Example: the circumference length is 4 inches, you will need a length of floss to twist that is 4 times that length...or 16 inches.
Remember: when you twist cording the length will shorten, plus you are going to fold it over to twist so that will halve the length!
Cut the number of lengths of floss to size determined above that you want for the thickness of cording you want. I typically use anywhere from 3 strands to 8 strands. (3 strands will be thin cording whereas 8 strands will be very thick)
Again Remember: the strands will be doubled at the end because of folding and twisting! So a three strand twist will actually turn into a 6 strand twist.

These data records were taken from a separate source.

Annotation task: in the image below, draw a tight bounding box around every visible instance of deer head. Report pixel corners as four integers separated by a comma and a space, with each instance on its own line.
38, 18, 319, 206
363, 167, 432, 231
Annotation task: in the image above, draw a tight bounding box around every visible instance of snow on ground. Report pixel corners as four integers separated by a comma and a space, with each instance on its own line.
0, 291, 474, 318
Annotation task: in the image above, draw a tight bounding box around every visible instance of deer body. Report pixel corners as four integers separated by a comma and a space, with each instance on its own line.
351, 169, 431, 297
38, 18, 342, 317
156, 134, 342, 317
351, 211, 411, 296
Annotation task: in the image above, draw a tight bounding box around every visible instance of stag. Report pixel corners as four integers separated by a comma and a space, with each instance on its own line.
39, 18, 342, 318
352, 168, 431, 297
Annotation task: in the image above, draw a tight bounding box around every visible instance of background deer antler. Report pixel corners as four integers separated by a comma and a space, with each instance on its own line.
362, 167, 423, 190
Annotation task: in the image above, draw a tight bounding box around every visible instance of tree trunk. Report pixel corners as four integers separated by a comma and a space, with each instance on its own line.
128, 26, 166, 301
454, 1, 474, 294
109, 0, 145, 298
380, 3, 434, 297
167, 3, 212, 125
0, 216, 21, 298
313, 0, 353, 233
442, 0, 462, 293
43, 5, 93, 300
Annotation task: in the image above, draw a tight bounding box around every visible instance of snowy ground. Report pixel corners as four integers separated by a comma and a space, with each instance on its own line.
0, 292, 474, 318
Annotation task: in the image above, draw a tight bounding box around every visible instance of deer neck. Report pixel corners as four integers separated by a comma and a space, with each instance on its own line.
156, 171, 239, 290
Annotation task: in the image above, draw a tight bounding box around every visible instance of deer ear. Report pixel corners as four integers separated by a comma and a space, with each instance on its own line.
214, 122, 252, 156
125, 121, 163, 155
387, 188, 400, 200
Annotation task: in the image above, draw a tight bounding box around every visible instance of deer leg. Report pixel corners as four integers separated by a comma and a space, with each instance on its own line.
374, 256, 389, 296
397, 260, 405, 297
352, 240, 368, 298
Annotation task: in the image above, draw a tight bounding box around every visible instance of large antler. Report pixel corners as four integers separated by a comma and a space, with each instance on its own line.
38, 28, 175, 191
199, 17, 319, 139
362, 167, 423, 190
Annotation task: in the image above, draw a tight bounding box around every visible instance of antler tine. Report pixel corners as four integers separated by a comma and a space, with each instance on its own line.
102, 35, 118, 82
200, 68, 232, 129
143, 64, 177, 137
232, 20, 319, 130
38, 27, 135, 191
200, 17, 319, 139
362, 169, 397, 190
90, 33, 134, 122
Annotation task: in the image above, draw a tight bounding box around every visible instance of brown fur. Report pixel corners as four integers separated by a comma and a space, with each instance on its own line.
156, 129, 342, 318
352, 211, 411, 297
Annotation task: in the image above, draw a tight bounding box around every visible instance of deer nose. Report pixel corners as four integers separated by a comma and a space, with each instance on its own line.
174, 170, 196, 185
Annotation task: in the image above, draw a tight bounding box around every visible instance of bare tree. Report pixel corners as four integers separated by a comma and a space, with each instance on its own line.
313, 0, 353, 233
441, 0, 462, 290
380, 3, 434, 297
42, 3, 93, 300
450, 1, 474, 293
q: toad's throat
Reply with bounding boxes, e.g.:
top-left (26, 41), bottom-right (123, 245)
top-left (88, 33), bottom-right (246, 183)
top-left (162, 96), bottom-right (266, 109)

Make a slip knot very close to the end and hook it onto your cording drill. Pull tight. Make a second slip knot on the other end of your lengths of floss and hook it to your stationary hook. Pull tight.
Stretch out across the room from your stationary hook and make sure the length of fiber is straight and firmly stretched out, but not tight or loose. Begin to twist your cording by turning the "drill". Twist until the fiber is tightly twisted and about ready to twist up on itself. Hold it firmly tight now, stop twisting, but don't let it twist up on itself.
Now here is where it can all go wrong....but with patience and practice it gets easier and easier....Slip the end of twisted fiber off of the drill hook (Pinch it off with your thumb and forefinger, do not try to pull it off by the slip knot or it will unravel!). Take the drill and slip the hook onto the floss. Walk it down to your stationary hook (holding the drill hook very firmly) so that you are actually halving the floss (BUT don't let the floss touch the other half of floss on the other side or it will twist and then you'll say some bad words!).
When you reach your stationary hook, pinch off the fiber with your thumb and forefinger (now both ends of the fiber will be pinched in your thumb and forefinger. Drop <gently> the drill to the floor (with it still "connected" to the center of the fiber, then hold your arm up with the ends of the fibers pinched in your fingers and let the floss twist together until the drill stops revolving. Then immediately drop the drill to the floor to stop any unravelling.
Holding your ends still firmly in your fingers, tie off your slip knot ends. Slip off the drill and hook that end (folded end) of twisted cording onto your stationary hook, place knoted end in your drill hook and twist again (NOTE: revolving the drill the opposite way you originally turned to make the cording). This step allows the cording to tighten itself. After twisting until it is tight, take off the drill and run your cording through your hands while it "untwists" straightening it by gently letting it run through your hands.
Slip your cording off the stationary hook, clip the dangly end off (right at your knotted end) and admire your handmade cording that perfectly compliments your stitched piece!